Use multipledispatch for kl_registry (#1252)

fehiepsi · web-flow · commit 545db3fccc9f · 2021-12-13T08:19:43.000-05:00
diff --git a/docs/requirements.txt b/docs/requirements.txt
@@ -5,8 +5,10 @@ ipython
 jax>=0.2.11
 jaxlib>=0.1.62
 jaxns>=0.0.7
-optax>=0.0.6
+multipledispatch
 nbsphinx==0.8.6
+numpy
+optax>=0.0.6
 readthedocs-sphinx-search==0.1.0
 sphinx==4.0.3
 sphinx-gallery
diff --git a/numpyro/distributions/kl.py b/numpyro/distributions/kl.py
@@ -25,8 +25,7 @@
 # ARISING IN ANY WAY OUT OF THE USE OF THIS SOFTWARE, EVEN IF ADVISED OF THE
 # POSSIBILITY OF SUCH DAMAGE.
 
-from functools import total_ordering
-import warnings
+from multipledispatch import dispatch
 
 from jax import lax
 import jax.numpy as jnp
@@ -42,124 +41,52 @@
 )
 from numpyro.distributions.util import scale_and_mask, sum_rightmost
 
-_KL_REGISTRY = (
-    {}
-)  # Source of truth mapping a few general (type, type) pairs to functions.
-_KL_MEMOIZE = (
-    {}
-)  # Memoized version mapping many specific (type, type) pairs to functions.
-
-
-def register_kl(type_p, type_q):
-    if not isinstance(type_p, type) and issubclass(type_p, Distribution):
-        raise TypeError(
-            "Expected type_p to be a Distribution subclass but got {}".format(type_p)
-        )
-    if not isinstance(type_q, type) and issubclass(type_q, Distribution):
-        raise TypeError(
-            "Expected type_q to be a Distribution subclass but got {}".format(type_q)
-        )
-
-    def decorator(fun):
-        _KL_REGISTRY[type_p, type_q] = fun
-        _KL_MEMOIZE.clear()  # reset since lookup order may have changed
-        return fun
-
-    return decorator
-
-
-@total_ordering
-class _Match(object):
-    __slots__ = ["types"]
-
-    def __init__(self, *types):
-        self.types = types
-
-    def __eq__(self, other):
-        return self.types == other.types
-
-    def __le__(self, other):
-        for x, y in zip(self.types, other.types):
-            if not issubclass(x, y):
-                return False
-            if x is not y:
-                break
-        return True
-
-
-def _dispatch_kl(type_p, type_q):
-    """
-    Find the most specific approximate match, assuming single inheritance.
-    """
-    matches = [
-        (super_p, super_q)
-        for super_p, super_q in _KL_REGISTRY
-        if issubclass(type_p, super_p) and issubclass(type_q, super_q)
-    ]
-    if not matches:
-        return NotImplemented
-    # Check that the left- and right- lexicographic orders agree.

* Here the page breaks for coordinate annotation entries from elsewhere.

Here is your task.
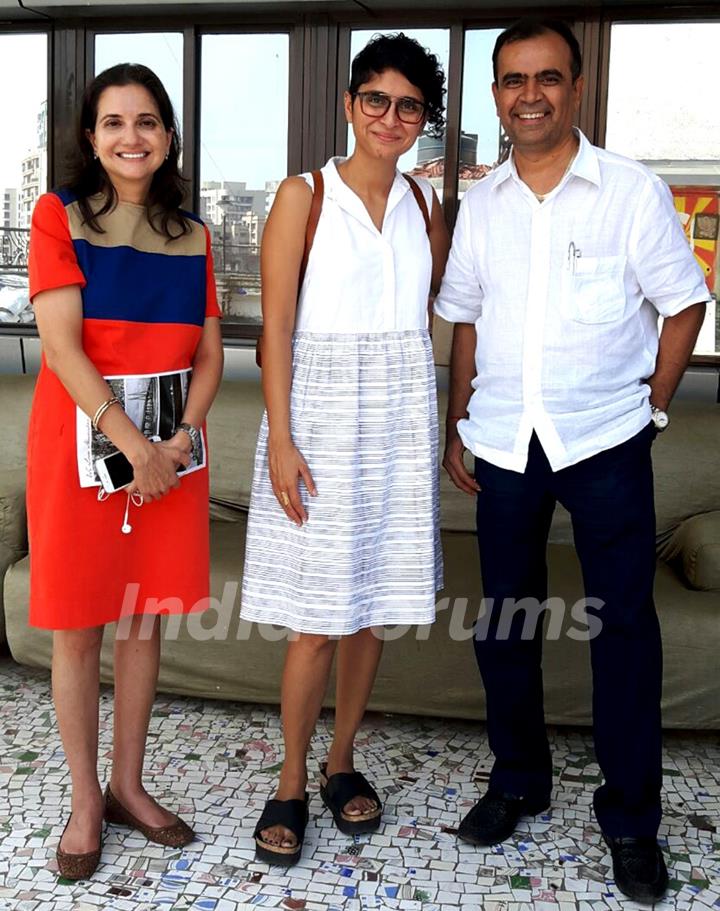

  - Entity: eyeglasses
[353,92,427,123]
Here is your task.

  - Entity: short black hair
[348,32,445,137]
[493,18,582,84]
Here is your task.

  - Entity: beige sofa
[0,366,720,729]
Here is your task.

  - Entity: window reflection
[0,34,48,323]
[199,34,289,323]
[458,29,500,199]
[605,22,720,354]
[347,28,450,200]
[95,32,183,136]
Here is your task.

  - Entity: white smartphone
[95,436,160,493]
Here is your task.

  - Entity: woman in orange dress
[28,64,222,879]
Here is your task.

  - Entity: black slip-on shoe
[603,835,668,904]
[458,791,550,846]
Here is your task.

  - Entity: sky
[0,22,720,196]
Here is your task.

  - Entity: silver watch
[175,421,200,450]
[650,405,670,433]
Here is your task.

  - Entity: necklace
[533,148,580,202]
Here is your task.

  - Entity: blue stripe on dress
[73,240,207,326]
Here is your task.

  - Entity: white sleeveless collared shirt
[295,158,433,333]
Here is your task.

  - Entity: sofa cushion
[0,374,35,472]
[0,468,27,645]
[660,510,720,592]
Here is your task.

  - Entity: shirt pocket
[564,255,627,324]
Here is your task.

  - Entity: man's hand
[443,418,480,497]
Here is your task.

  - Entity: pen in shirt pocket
[568,240,582,275]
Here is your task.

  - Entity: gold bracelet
[90,396,120,433]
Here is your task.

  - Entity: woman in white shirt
[242,34,448,865]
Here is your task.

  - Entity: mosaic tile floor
[0,658,720,911]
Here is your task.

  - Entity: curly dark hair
[348,32,445,137]
[63,63,192,240]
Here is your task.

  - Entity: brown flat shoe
[105,785,195,848]
[55,814,102,879]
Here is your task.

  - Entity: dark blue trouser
[474,425,662,837]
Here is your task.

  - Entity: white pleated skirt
[241,330,443,635]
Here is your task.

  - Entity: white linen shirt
[295,158,433,334]
[435,131,709,472]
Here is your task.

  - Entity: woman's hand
[268,440,317,525]
[127,434,190,503]
[160,430,192,468]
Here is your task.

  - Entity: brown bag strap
[255,171,325,368]
[298,171,325,288]
[403,174,430,237]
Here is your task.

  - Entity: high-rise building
[0,187,18,228]
[200,180,267,225]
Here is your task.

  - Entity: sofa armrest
[660,510,720,591]
[0,468,28,563]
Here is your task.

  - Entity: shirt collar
[489,127,601,190]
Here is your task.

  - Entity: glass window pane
[605,22,720,354]
[95,32,183,138]
[199,34,290,323]
[347,28,450,200]
[0,34,48,323]
[458,28,502,199]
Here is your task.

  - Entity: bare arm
[167,316,223,453]
[33,285,188,500]
[647,303,706,411]
[443,323,480,496]
[260,177,315,525]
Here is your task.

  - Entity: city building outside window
[458,28,508,200]
[605,22,720,354]
[0,34,48,325]
[347,28,450,202]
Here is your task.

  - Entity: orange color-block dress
[27,191,220,629]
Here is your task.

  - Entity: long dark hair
[348,32,445,137]
[64,63,191,240]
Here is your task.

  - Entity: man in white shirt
[435,20,708,901]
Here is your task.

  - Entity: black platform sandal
[253,791,310,867]
[320,763,382,835]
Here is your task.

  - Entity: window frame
[0,0,720,367]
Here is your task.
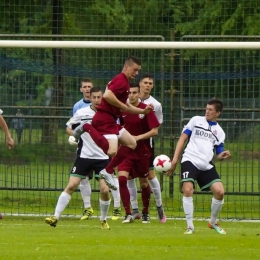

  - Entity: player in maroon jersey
[118,84,160,223]
[74,56,153,190]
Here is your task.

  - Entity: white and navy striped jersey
[181,116,225,171]
[139,96,163,124]
[66,106,109,160]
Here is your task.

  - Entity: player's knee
[140,182,148,189]
[148,170,155,181]
[65,183,77,194]
[118,176,127,187]
[214,189,225,200]
[182,183,193,197]
[107,148,117,157]
[128,140,137,150]
[100,185,109,195]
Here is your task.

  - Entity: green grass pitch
[0,216,260,260]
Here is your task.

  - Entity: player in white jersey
[167,98,231,235]
[72,79,93,116]
[127,74,166,223]
[45,87,110,229]
[73,78,121,220]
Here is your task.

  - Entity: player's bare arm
[103,89,127,111]
[133,126,159,141]
[166,133,188,176]
[123,103,153,114]
[66,127,73,135]
[217,150,231,161]
[0,116,14,149]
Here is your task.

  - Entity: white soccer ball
[153,154,172,172]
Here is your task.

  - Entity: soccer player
[45,87,110,229]
[74,56,153,190]
[118,84,160,223]
[73,79,121,220]
[127,74,166,223]
[167,98,231,235]
[0,109,14,149]
[72,79,93,116]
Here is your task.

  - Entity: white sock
[111,175,120,208]
[127,179,138,209]
[99,199,111,221]
[54,191,71,219]
[182,197,194,228]
[148,176,162,207]
[210,198,224,224]
[79,177,91,209]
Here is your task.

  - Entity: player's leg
[139,178,151,224]
[118,157,134,223]
[79,177,94,220]
[181,161,199,235]
[100,129,136,190]
[127,176,141,219]
[148,169,166,223]
[99,178,111,229]
[45,176,81,227]
[111,175,121,220]
[106,128,136,174]
[198,170,226,235]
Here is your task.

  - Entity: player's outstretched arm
[122,103,153,114]
[217,150,231,161]
[134,126,159,141]
[166,133,188,176]
[0,115,14,149]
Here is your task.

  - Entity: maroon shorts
[91,110,122,135]
[117,156,150,179]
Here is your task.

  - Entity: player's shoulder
[137,102,146,108]
[108,72,128,85]
[148,95,162,106]
[190,116,204,122]
[73,98,83,108]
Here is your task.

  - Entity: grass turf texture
[0,216,260,260]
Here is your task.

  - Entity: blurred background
[0,0,260,219]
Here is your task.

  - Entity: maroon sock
[142,185,151,213]
[118,176,131,215]
[106,146,133,174]
[83,124,109,154]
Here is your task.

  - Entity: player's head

-    left_p, left_q = min(_Match(*m) for m in matches).types
-    right_q, right_p = min(_Match(*reversed(m)) for m in matches).types
-    left_fun = _KL_REGISTRY[left_p, left_q]

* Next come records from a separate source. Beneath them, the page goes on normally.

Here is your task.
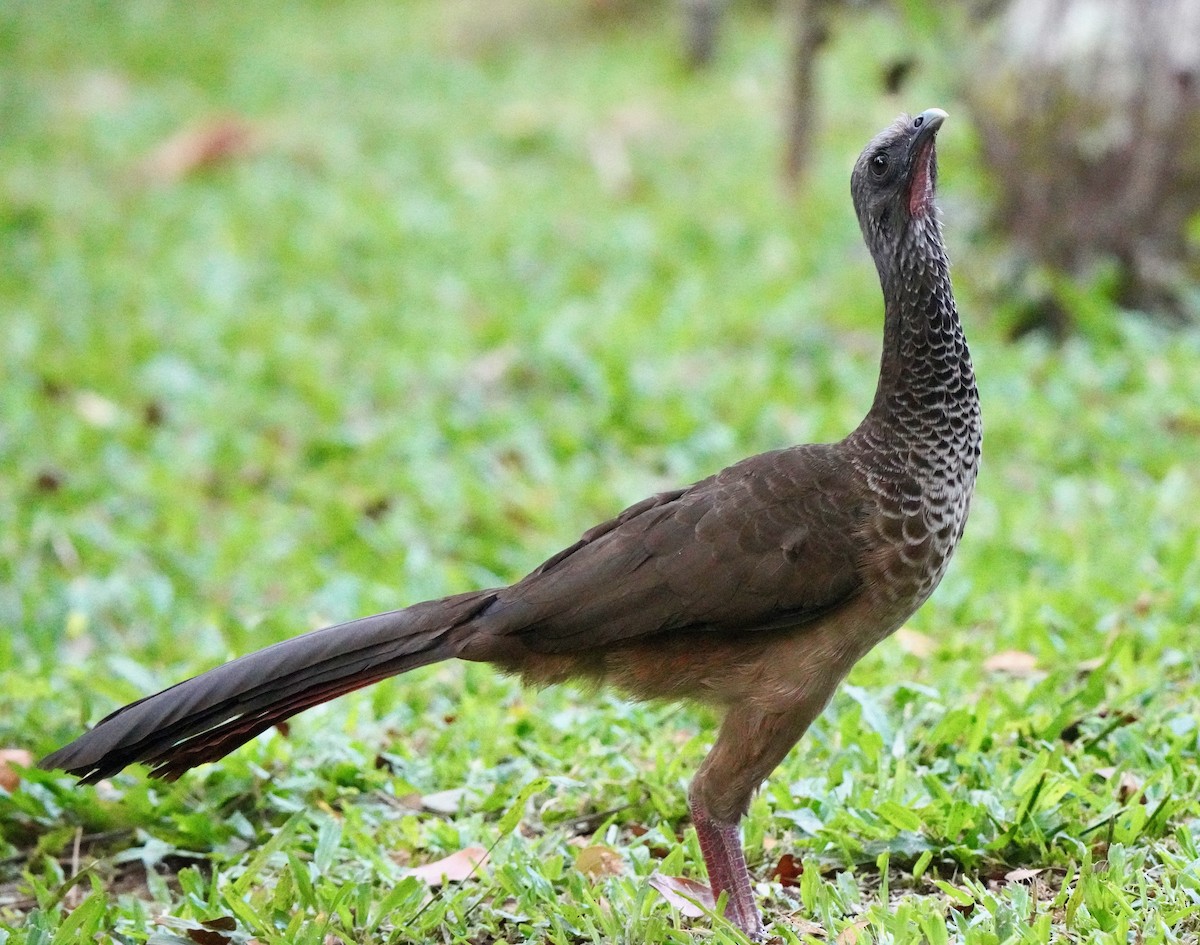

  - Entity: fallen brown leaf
[74,391,121,429]
[140,118,257,183]
[1096,766,1144,801]
[983,650,1038,676]
[649,873,716,919]
[896,627,937,660]
[0,748,34,794]
[1004,867,1045,883]
[770,853,804,886]
[408,847,487,886]
[575,843,625,879]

-    right_fun = _KL_REGISTRY[right_p, right_q]
-    if left_fun is not right_fun:
-        warnings.warn(
-            "Ambiguous kl_divergence({}, {}). Please register_kl({}, {})".format(
-                type_p.__name__, type_q.__name__, left_p.__name__, right_q.__name__
-            ),
-            RuntimeWarning,
-        )
-    return left_fun
-
 
 def kl_divergence(p, q):
     r"""
     Compute Kullback-Leibler divergence :math:`KL(p \| q)` between two distributions.
     """
-    try:
-        fun = _KL_MEMOIZE[type(p), type(q)]
-    except KeyError:
-        fun = _dispatch_kl(type(p), type(q))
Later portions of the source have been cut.